Novel plasma diagnostics for low-temperature plasma in contact with liquids: Brewster angle-cavity ringdown spectroscopy

Application of low temperature plasma (LTP) emanates from interactions of the LTP agents such as reactive species (RS) with a targeted medium. The spatial profile and temporal dynamics of RS in situ are of vital importance for LTP diagnostics. Yet, it is one of the most challenging tasks, especially when LTP interacts with a wet medium, e.g., a medical solution, mainly because traditional spectroscopic techniques such as optical emission spectroscopy suffer from large optical losses. We report on the development of a Brewster angle-cavity ringdown spectroscopy (BA-CRDS) system for LTP diagnostics. The system can be used to measure various plasma species in solutions such as OH and HOO radicals. The detection limit, i.e., the minimum detectable absorbance, is 1.2×10^-5, equivalent to 6 ppb OH radicals in water at 308 nm. The absorption cross section of HgBr₂ in aqueous phase is measured to be (1.8±0.1)×10^-18 cm², close to the reported data in gas phase (1.4 ×10^-18 cm²). The temporal behavior of distilled water, when interacting with a helium plasma jet, is characterized at different plasma power and gas flow rates.
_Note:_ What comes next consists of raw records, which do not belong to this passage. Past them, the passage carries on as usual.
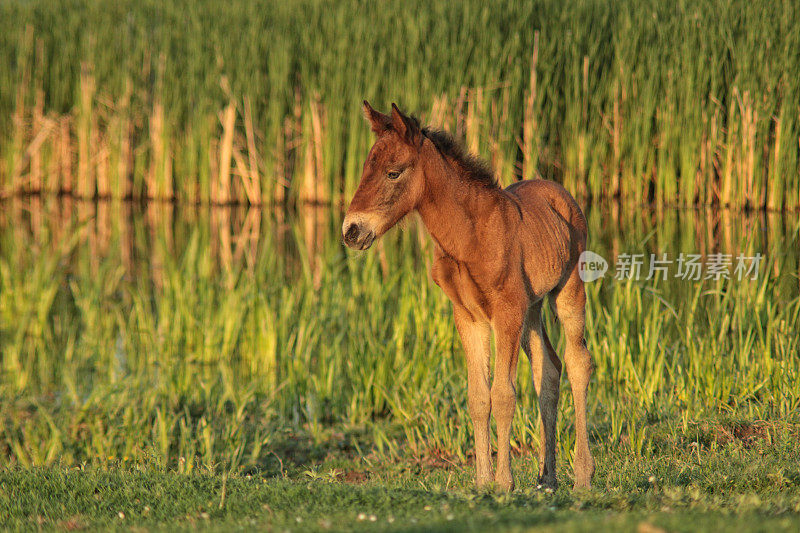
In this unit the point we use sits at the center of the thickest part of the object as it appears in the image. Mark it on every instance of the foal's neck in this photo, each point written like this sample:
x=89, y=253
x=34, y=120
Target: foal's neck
x=453, y=205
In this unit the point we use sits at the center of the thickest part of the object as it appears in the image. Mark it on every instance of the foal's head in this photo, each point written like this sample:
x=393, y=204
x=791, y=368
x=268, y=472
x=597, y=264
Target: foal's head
x=392, y=181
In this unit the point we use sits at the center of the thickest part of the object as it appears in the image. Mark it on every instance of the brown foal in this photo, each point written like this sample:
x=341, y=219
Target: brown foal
x=498, y=253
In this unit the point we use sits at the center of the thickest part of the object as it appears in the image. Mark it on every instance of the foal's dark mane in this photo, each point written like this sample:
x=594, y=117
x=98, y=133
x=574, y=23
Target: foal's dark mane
x=476, y=169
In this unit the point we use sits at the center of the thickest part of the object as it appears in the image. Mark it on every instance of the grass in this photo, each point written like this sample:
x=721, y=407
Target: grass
x=239, y=368
x=680, y=103
x=748, y=485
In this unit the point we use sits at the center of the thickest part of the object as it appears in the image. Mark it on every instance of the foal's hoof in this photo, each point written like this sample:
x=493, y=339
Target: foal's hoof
x=504, y=483
x=548, y=482
x=582, y=484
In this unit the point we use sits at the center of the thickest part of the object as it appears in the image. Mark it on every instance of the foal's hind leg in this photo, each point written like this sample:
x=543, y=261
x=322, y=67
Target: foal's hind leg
x=570, y=307
x=546, y=370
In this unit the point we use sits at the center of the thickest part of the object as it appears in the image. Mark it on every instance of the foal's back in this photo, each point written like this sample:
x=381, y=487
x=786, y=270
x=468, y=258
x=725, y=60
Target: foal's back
x=552, y=232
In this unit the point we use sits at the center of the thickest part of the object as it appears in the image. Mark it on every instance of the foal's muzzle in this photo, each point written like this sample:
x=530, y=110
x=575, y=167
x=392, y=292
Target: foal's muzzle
x=358, y=237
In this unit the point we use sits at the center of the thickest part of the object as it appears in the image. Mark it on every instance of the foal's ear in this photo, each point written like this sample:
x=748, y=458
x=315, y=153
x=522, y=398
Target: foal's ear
x=406, y=127
x=378, y=121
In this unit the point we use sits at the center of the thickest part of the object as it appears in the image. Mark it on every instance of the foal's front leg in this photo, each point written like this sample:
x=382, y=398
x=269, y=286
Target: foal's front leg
x=475, y=337
x=504, y=393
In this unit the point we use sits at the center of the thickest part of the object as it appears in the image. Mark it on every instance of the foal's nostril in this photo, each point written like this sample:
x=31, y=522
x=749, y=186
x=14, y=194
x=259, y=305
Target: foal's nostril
x=351, y=234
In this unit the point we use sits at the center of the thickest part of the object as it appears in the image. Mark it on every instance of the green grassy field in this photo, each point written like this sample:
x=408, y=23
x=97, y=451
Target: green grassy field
x=185, y=342
x=743, y=485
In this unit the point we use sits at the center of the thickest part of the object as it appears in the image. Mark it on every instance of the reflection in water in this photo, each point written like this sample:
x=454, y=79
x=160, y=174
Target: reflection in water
x=142, y=237
x=224, y=315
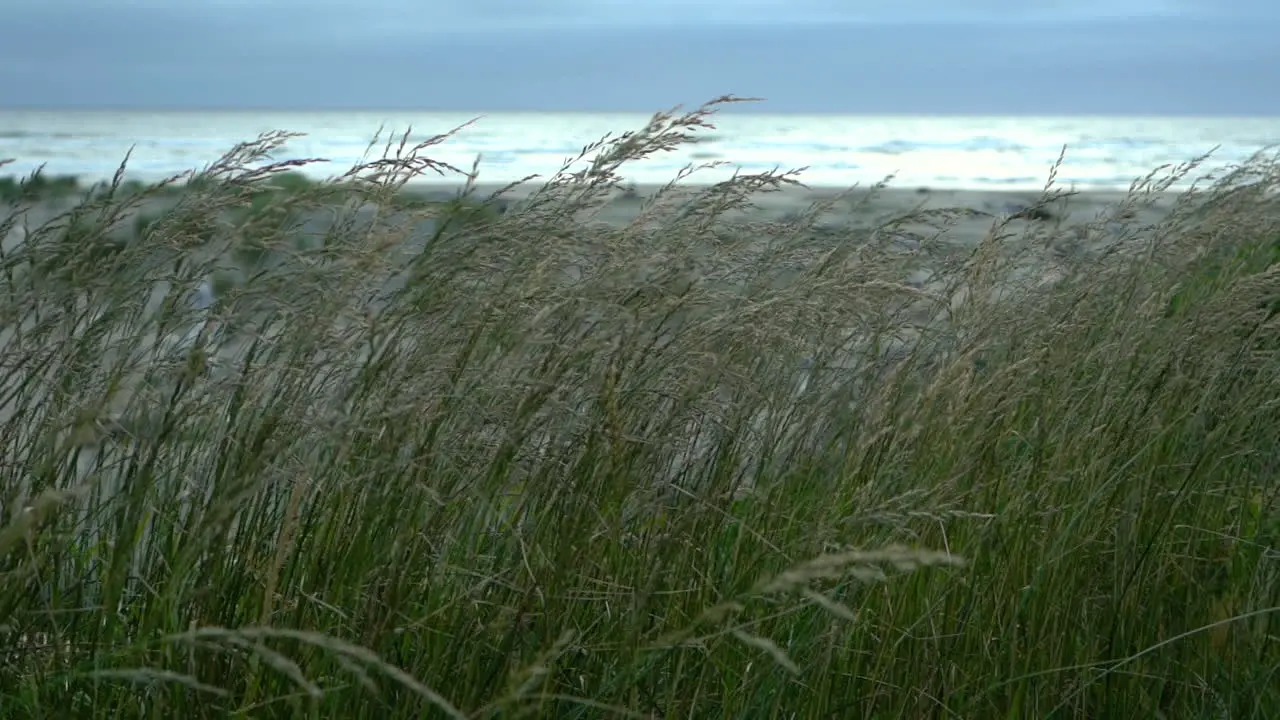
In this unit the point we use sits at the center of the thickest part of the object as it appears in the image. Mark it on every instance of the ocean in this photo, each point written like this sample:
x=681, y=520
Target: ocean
x=945, y=153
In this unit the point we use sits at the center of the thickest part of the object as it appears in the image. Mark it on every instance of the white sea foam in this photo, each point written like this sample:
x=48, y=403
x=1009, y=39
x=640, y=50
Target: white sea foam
x=964, y=153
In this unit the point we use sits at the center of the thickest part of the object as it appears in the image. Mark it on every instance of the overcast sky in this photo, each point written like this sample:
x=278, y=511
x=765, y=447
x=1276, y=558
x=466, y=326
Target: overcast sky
x=987, y=57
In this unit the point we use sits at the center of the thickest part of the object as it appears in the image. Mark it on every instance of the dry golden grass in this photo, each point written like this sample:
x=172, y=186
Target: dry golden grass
x=451, y=461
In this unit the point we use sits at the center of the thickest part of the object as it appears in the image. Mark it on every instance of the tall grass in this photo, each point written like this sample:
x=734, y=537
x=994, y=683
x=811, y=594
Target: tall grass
x=451, y=461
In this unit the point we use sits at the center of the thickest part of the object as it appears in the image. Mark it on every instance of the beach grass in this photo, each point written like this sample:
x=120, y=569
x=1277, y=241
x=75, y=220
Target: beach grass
x=444, y=460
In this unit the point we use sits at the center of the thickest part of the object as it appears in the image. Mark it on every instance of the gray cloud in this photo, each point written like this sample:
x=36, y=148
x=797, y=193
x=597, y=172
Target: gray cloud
x=1052, y=57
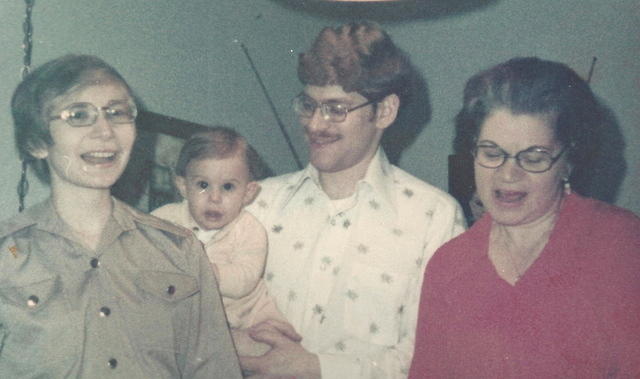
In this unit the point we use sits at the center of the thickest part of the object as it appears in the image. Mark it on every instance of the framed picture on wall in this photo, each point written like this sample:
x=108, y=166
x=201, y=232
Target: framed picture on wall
x=147, y=182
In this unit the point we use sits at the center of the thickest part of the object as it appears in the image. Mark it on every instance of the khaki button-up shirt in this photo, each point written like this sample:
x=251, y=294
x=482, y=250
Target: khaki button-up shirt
x=144, y=304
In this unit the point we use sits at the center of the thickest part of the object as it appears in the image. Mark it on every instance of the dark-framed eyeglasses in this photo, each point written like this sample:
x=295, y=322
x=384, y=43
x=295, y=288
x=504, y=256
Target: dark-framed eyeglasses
x=304, y=106
x=533, y=159
x=86, y=114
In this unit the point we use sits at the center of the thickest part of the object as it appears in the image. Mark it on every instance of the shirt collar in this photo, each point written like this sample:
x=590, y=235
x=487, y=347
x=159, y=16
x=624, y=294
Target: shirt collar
x=378, y=179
The temporal behaviors of other solutions, e.g., HgBr₂, Methanol, etc., are also explored. Some reaction pathways leading to the removal of substances such as HgBr₂ by OH radical and the formation of H₂O₂ in the solutions are proposed. These results demonstrate that the BA-CRDS system is a powerful tool for quantification of RS in aqueous phase with high detection sensitivity.